Le trajet fut court et pratiquement sans paroles. Ma mère était trop préoccupée par les préparatifs de sa crémaillère dans notre nouvelle maison – de ce fait, elle ne s'intéressait pas à nous pour le moment. Son téléphone n'arrêtait pas de sonner.

— Maman, il ne faut pas téléphoner en voiture ! dis-je avec un air de petit garçon insupportable.

Je lui fis les gros yeux.

— Oui mais là c'est important ! Au fait, si tu as des amis à inviter, il faut que tu me le dises maintenant et en chiffre exact ! répondit-elle à vif.

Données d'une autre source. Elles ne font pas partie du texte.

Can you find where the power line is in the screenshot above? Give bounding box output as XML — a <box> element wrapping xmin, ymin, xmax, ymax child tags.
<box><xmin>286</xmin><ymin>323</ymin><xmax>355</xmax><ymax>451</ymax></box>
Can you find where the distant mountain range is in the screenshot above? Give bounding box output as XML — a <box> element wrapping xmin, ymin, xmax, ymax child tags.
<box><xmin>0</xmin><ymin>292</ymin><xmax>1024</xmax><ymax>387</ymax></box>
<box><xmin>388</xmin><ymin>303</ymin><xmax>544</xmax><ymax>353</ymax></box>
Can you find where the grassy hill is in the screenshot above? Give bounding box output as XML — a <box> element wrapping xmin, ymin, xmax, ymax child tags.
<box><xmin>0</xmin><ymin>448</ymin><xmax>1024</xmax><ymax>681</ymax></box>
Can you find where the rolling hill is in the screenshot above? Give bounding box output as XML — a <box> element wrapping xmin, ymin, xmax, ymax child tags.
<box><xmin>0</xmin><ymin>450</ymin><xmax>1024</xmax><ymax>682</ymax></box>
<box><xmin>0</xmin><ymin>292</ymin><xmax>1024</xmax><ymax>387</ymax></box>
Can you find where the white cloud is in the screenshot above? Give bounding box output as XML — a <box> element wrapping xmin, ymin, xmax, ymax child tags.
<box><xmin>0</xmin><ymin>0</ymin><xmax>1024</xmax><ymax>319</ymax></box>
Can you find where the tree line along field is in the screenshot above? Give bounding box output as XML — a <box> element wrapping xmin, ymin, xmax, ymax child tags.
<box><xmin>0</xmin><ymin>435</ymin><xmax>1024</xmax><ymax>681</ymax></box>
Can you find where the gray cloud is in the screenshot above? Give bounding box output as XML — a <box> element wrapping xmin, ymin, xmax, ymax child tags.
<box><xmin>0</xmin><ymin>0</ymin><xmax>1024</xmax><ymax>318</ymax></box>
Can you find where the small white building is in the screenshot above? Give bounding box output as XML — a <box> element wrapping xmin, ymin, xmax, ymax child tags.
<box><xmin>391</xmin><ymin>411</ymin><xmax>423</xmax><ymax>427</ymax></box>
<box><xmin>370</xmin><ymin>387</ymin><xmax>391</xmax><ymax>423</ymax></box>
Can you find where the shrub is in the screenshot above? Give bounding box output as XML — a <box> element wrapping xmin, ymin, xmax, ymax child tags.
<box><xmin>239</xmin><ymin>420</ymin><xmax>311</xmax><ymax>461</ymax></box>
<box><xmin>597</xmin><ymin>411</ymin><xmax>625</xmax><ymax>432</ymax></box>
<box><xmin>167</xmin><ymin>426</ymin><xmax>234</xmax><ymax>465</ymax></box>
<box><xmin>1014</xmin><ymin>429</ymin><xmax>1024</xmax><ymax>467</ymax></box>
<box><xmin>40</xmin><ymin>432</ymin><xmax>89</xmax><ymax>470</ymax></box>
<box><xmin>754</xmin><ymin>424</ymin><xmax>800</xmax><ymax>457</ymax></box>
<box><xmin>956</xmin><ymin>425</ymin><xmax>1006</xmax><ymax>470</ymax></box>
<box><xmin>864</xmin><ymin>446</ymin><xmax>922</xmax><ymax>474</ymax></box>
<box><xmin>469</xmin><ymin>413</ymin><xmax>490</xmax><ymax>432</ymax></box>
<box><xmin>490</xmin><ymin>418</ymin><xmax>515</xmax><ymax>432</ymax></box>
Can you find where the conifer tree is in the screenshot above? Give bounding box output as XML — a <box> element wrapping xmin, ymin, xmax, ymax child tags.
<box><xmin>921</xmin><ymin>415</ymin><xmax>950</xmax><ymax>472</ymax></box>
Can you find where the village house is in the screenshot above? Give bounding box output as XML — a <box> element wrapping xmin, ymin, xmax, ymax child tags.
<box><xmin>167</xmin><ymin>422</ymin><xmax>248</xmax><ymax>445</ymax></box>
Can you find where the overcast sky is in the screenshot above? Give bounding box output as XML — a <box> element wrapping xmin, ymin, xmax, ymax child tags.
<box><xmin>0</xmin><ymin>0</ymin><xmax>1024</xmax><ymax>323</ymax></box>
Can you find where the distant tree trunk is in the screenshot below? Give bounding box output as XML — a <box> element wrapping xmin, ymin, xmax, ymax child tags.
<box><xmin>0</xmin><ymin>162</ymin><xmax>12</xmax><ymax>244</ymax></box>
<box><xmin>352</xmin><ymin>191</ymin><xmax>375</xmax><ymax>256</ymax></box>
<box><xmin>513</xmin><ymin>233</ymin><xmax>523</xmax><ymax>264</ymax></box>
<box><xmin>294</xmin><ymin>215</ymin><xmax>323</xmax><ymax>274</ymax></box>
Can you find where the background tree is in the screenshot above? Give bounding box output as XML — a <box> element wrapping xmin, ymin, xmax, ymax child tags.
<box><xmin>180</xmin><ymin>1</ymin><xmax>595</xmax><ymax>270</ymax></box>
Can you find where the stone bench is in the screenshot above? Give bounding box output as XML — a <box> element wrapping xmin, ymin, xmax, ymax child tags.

— Oui, mais d'ici là, j'aurais sûrement rencontré des gens au lycée ! lui fis-je remarquer.

— C'est pour cela que je voudrais un nombre exact dans les jours à venir !

J'acquiesçais, lui faisant remarquer qu'elle m'avait dit maintenant et pas dans quelques jours. Qui allais-je inviter ? La bande de Nantes, obligatoirement !

Ma sœur descendit en vitesse de la voiture. Ma mère semblait encore plus angoissée qu'elle. Sur le chemin, je la questionnais sur la soirée de pendaison de crémaillère :

— Combien il y aurait d'invités tu penses ?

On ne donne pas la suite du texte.